Everything’s fine!

The headline of this BBC article reads: “Average earnings rise by 1.4% to £26,500, says ONS.”


But, wait! Hold your hurrahs because a few paragraphs in we read: “There was a cut in the real value of pay, however, as inflation was higher during the same period, at 3.5%. And the ONS data also reveals that inflation has outstripped the rise in average pay for the past 12 years.”

Once we have the context it becomes obvious that the headline, although not a false statement in itself, is grossly misleading. It can only lead all those who merely glance at the headline and not read the article to believe that the average wage earner has more money to spend; that they are wealthier. They are not. They are receiving a higher wage, yes, but that amount of money buys them less than it did 12 years ago because prices (as measured by the Retail Price Index) have risen by 43% in the last 12 years, 3% more than the average wage has increased over the same period.

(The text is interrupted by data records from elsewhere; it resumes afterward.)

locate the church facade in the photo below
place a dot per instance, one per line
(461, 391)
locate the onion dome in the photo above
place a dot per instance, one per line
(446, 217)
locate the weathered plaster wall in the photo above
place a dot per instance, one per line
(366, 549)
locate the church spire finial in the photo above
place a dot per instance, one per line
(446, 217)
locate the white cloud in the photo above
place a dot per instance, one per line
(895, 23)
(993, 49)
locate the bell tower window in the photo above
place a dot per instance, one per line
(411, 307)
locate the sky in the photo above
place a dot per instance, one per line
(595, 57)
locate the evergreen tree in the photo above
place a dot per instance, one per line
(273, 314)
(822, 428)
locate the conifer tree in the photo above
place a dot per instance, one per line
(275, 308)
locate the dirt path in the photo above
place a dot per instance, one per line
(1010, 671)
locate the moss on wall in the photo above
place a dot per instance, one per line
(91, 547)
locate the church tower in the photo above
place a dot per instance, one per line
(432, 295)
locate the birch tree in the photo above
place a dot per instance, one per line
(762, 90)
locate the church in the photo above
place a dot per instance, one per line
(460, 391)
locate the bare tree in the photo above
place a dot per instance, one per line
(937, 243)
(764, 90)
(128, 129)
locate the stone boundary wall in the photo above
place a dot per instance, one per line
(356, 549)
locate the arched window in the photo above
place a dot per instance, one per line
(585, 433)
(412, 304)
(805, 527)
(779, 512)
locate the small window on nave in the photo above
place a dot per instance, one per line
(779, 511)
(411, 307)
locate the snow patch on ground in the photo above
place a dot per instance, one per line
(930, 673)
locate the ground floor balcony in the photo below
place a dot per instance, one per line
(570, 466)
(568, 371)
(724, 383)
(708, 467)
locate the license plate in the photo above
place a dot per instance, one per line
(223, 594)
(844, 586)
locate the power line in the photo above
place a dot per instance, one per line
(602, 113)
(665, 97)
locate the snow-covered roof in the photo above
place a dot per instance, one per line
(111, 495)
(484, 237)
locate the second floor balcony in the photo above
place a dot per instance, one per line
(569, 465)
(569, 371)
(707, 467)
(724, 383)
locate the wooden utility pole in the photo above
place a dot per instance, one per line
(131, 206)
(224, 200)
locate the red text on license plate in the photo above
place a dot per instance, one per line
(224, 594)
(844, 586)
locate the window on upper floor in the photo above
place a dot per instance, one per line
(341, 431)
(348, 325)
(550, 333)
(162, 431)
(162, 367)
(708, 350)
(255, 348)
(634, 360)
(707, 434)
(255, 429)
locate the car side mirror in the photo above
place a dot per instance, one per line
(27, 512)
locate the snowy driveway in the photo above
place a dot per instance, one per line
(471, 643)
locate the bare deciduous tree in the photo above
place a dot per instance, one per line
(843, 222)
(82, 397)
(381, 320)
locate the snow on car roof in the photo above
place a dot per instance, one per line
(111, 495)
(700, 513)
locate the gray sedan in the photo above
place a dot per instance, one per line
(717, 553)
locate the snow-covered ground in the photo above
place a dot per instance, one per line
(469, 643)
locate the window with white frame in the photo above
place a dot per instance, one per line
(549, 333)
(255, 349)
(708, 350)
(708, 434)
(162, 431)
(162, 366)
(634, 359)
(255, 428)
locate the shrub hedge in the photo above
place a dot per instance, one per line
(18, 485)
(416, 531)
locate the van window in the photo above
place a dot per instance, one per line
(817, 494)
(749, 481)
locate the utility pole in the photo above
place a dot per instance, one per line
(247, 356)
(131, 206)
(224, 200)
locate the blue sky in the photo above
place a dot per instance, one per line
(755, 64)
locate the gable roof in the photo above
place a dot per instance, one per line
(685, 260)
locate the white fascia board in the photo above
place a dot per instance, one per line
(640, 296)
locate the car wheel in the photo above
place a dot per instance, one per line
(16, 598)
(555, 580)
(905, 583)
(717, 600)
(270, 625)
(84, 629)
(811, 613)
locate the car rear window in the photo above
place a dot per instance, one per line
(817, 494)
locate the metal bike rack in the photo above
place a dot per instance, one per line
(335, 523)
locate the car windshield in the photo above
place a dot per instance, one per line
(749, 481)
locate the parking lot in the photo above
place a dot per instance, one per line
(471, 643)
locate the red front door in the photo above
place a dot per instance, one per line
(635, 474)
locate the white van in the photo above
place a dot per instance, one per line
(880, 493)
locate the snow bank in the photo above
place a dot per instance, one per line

So, the simple truth is that the average wage earner in the UK can buy less than he could over a decade ago; he is poorer. But that wouldn’t make much of a headline now would it.

The article continues:

“However, the trend has accelerated in the past five years since the onset of the international banking and financial crisis, the consequent recession in the UK and the imposition of austerity measures by the government.

In just five years since April 2007, prices have risen by 18%, while average annual earnings have gone up by just 10%.

That has left wages and salary increases lagging behind inflation by 8% in just five years.”

It’s curious how the author makes no attempt to explain the original cause of this impoverishing trend in the UK, but is confident that they know the cause of its recent acceleration and merely states these, perhaps in the hope that the reader will not consider the preceeding 7 years of declining purchasing power of the average wage earner before the “international banking and financial crisis” happened. The author chooses to ignore the elephant in the room.

The author also makes the error of believing in the myth of austerity. The UK government (like most others in Europe) is borrowing money at more or less the same rate as it was before the global financial crisis. That’s not austerity. That’s just doing what you were doing before. If you insist on calling it austerity, then what they were doing before was also austerity. The author has no excuse for not knowing that government is continuing to deficit finance like there’s no tomorrow as this is a fact that can be easily verified through the data collected by the ONS; the very same source the author is using for the data in this article.

When the UK government does finally stop deficit financing it will be because it is broke, not because it has elected to impose austerity measures.